Stitt attorney Trevor Pemberton says lawmakers have overstepped.
"This case is about the legislature having done the impermissible. It encroached into the executive's clearly defined lane and it used unlawful process to do so," said Pemberton
Attorney General Gentner Drummond is arguing for the legislature. He says the compacts should stand and the court should not hear the case.
"The governor can not identify any injury to his office because by his own words, he continues to negotiate with the tribes on compacts," Drummond said.
The justices will ultimately decide if they should hear the case. If they do, a ruling will likely come sometime next year.
OKC Mayor, Thunder Rally At County Election Board
Early voting began Thursday on whether Oklahoma City should build an arena to replace the Paycom Center. Yesterday, Oklahoma City Mayor David Holt and the OKC Thunder rallied in front of the Oklahoma County Election Board.

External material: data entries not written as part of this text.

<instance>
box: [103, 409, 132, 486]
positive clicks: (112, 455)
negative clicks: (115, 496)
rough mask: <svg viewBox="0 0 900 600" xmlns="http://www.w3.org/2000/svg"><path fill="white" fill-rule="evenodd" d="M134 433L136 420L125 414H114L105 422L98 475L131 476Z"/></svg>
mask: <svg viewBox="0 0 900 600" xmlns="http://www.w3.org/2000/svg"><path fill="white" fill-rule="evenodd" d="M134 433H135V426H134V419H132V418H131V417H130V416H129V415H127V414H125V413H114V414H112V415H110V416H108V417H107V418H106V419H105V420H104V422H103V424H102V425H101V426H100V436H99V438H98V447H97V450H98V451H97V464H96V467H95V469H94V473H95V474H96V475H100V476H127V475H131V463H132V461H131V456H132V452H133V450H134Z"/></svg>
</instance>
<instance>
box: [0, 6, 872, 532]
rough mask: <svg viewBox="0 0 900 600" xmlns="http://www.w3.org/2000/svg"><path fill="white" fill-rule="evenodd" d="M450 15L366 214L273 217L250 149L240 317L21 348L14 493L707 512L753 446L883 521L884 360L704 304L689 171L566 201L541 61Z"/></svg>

Holt made his final push advocating for the new arena. He says if the measure doesn’t pass, Oklahoma City could lose its status as a big league city. The mayor referenced the economic impact the NBA team has brought to the city.
“Just use your eyes, you know. Anyone who has lived here for the last 20 years knows the economic explosion we’ve experienced. We need to make a decision as to what’s best for our city, and I think we all know what that is," Holt said in an interview with KOCO-TV.

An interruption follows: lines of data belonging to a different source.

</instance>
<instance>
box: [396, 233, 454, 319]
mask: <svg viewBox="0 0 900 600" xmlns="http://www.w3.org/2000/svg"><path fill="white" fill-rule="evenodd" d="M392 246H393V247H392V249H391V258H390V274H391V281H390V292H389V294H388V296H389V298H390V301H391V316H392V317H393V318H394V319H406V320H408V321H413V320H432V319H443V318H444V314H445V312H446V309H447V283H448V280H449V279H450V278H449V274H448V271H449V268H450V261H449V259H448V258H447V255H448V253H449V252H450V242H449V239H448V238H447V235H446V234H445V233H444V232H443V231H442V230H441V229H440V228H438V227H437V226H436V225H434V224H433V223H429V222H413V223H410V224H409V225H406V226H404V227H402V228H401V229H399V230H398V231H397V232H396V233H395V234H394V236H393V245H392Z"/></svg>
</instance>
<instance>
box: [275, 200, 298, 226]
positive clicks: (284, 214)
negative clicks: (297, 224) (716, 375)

The proposed arena is estimated to cost at least $900 million dollars, largely funded through a six-year penny sales tax that would start in 2028.
Thunder ownership is pledging to chip in $50 million. Opponents say ownership should contribute more to the price tag.
Early voting continues Friday from 8am to 6pm. Election next day is next Tuesday, Dec. 12.
Proposed Rules For Public School Libraries
State Superintendent Ryan Walters is taking aim at library standards for Oklahoma public schools.
He wants to eliminate all references to the long-held American Library Association guidelines.
Walters calls the ALA “activist, left-wing” and “taxpayer-funded, woke indoctrination,” that he says fights to bring pornography to school libraries and attacks parents who disagree.
The current system from the ALA focuses on 4 major areas:
1. Inquire, think critically and gain knowledge;
2. Draw conclusions, make informed decisions, apply knowledge to new situations, and create new knowledge;
3. Share knowledge and participate ethically and productively as members of our democratic society; and
4. Pursue personal and aesthetic growth.
The new system would be tiered by grade-level and focuses SOLELY on skills, such as the inquiry process and incorporating AI.
The Oklahoma chapter of the ALA says it fully supports the ALA’s values in student learning, but it is reviewing the proposal and looks forward to working with officials.
Oklahomans have until January 17 to submit public comments, which can be done on sde.ok.gov/newstandards.
Proposed rules must pass through the legislature to be enacted, but that can be circumvented if the governor issues an executive order.
Six Arrested Following Allegations Of Abuse Greer Center
Six people have been arrested following allegations of abuse at a facility for people with developmental disabilities in Enid.
In a press conference, DHS shared new information about alleged abuse at the Greer Center in Enid.
Allegations stemming back from April of last year of patients being beaten and waterboarded by staff have led to the arrests of six former Greer Center employees as well as the termination of eight staff members, the suspension of four more staff members, and the resignation of the facility administrator.
Fifty of the Greer Center’s 52 beds remain filled, but five patients have asked to be moved to a different facility.
Additionally, The Frontier reports a former employee of the Greer Center claims some of her former coworkers retaliated against her after reporting the abuse allegations by hanging flyers with her photo and phone number claiming she was available for sexual encounters around Enid.